The claim
that Proportional Representation (PR) is the “suffrage question of the 21st
century” seems to assume that all PR systems are worthy public policy and that
one should vote for PR regardless of any possible flaws in the package as
presented by the BC NDP.[1] As
former BC NDP Leader and Federal Liberal Health Minister Ujjal Dosanjh pointed
out on the CBC Vancouver’s The Early Edition the other day there is no minimum threshold
required for the current referendum to pass.
In previous referenda it was held at 60 percent, an onerous but
responsible level. But now we could change the constitution, as Dosanjh put it,
with 19 percent of the vote.
PR is also thought
of as a kind of guarantee that your vote will be represented in the legislature
– but by unelected representatives, at least in part, which in turn defeats the
purpose of having a vote, as there is no direct check on these members, save
for party hierarchy. A number of
Canadians complain that our members of the Senate are appointed. Now the appointees could come to the
Legislative Assembly.
Permit me a
return to the origins of liberal democracy in England, to the time of the
Glorious Revolution, when both John Locke - a pivotal political philosopher and
author of Two Treatises of Government
- and Sir Isaac Newton flourished in the late seventeenth century. It’s no accident that Newton’s Third Law of
Motion made it into Locke’s liberal political thinking: “For each and every
action is an equal and opposite reaction”.
And it’s no accident that the two nations Locke’s thought influenced
most – revolutionary England and revolutionary USA – are still most resistant
to PR.
The object
of political liberalism is to prevent abuses of power by means of opposing parties,
binary or otherwise, which compete for legislative power, not as enemies, but
in regular electoral exercises of popular opinion which functions as a check on
authority.
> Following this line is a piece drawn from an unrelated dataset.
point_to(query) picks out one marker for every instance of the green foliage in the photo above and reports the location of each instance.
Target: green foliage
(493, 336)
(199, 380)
First-past-the-post (FPTP) makes
the case that each party – not the voter - should be given a chance to govern
in the legislature, assuming they have popular momentum behind them. As Ujjal
Dosanjh points out, PR coming only one year after the BC NDP mandate might be a
bit premature: leader John Horgan could sweep the next election.
Finally,
the idea that PR is the “suffrage question of the 21st century” is naïve. Yes, the Canadian Charter of Rights and
Freedoms guarantees adults the right to vote, but it’s no reason to make the
vote proportional in the legislature. PR
is not a right. Some Canadians may be
obsessed with Michael Ignatieff’s dated “Rights Revolution”, but as I look
around the world today I see the diminishment of liberal democracy and the rise
of demagoguery – and countries with PR are far from immune. PR is no panacea. I would rather protect my democracy with
Newton’s Third Law, which I understand, than with the BC NDP’s blank slate PR
which only offers public convolution.